El ingreso del Tano a la empresa se demoraba. Según le habían informado en la oficina de personal, se embarcaría en el primer viaje del buque San Salvador, cuya botadura estaba a la espera del regreso de su dueño al país. Sentía que ese día no llegaría nunca. Lucía también padecía cada hora que transcurría, agobiada por las náuseas y una acidez que nada lograba aliviar. Ella tampoco había notificado a su empleador sobre su estado. Aún tenía tiempo, y el ánimo no era el mejor para afrontar el tema. El trabajo le costaba el doble; por las noches, su pena mojaba la almohada. La vida que acunaba no tenía la culpa, y esa inocencia la martirizaba. El instinto maternal se debatía con las dificultades económicas, con las renuncias que deberían asumir. La mirada de los hijos, sus risas y travesuras la hacían imaginar otros ojitos, otra alegría. ¿Sería la niña con la que había soñado para vestirla con gracia, peinarla con cintas y vinchas de colores? En los momentos de oscuridad y desesperación, se planteaba si continuar con ese embarazo no deseado e inoportuno sería un error, pero luego el arrepentimiento le caía con el peso de un castigo divino. “Dios proveerá”, repetía como un mantra, más por formación religiosa que por convicción.

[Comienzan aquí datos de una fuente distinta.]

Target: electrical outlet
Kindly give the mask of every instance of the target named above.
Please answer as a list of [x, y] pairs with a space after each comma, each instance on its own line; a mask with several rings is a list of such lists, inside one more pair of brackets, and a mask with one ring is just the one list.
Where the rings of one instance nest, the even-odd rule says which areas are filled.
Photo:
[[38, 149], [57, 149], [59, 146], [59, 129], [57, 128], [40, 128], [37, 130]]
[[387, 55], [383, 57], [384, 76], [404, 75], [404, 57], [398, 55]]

Luego de algunas semanas, en Ezeiza se anunciaba la llegada de un vuelo proveniente de Boston. Emiliano y Lara, su esposa, ansiaban aterrizar a tiempo para abordar el avión que los llevaría a Mar del Plata. Regresaban felices, el tratamiento de fertilidad había resultado exitoso: los mellizos se gestaban sin dificultades. En el Aeropuerto Astor Piazzolla, el hermano del futuro padre los esperaba para conducirlos hasta la casa. Las veredas alfombradas de césped del Barrio Los Troncos estaban bordeadas de robles y liquidámbares cargados de hojas color caoba, fresnos rojos y tilos, crespones y jacarandás de ramas desnudas. Al advertir la llegada de los dueños de casa a través de las cámaras, el encargado de la seguridad abrió el portón de rejas para darles paso al jardín que bordeaba el inmenso chalet de estilo inglés.
Mientras el personal de servicio les servía el té, el matrimonio consultaba sobre los trabajos que habían contratado para la habitación de los niños. Lara devoraba una porción de carrot cake y algunas masitas de limón y jengibre mientras escuchaba las novedades. Luego de la merienda, el matrimonio subió a ver el cuarto infantil. El empapelado de las paredes combinaba con los muebles, lámparas y cortinas, en tonos verde agua, beige y lila. Aún desconocían el sexo de los bebés, pero la ansiedad no les daba plazo para postergar la decoración. Durante los primeros tiempos, los niños compartirían la habitación, luego cada cual tendría su propio espacio y un cuarto especial para juegos. En un par de días, Emiliano retomaría sus actividades; la botadura del San Salvador estaba prevista para la semana siguiente.

Lucía se sentía inquieta. El estrés, los madrugones y las largas horas de trabajo de pie la agotaban; ya no podía cumplir con sus tareas si no dormía una siesta para calmar las puntadas en el vientre. El Tano se había embarcado y no regresaría hasta diez días después. Su madre se quedaba en la casa para ayudar. A pesar del cariño y dedicación que recibía, Lucía se sentía una carga. Al despedirse, el esposo había intentado disimular, pero a ella no le pasó desapercibida la preocupación de su mirada.
Un nuevo cajón la esperaba al costado de la mesada de trabajo. Lucía giró para continuar con la tarea cuando un dolor intenso y un manchón rojo humedeció el blanco del pantalón. “Dios proveerá”, rezaba su mantra.
Alejo tuvo su bicicleta nueva y Leíto una cama de madera lustrada con respaldo. Lucía nunca usó el perfume con aroma a tristeza.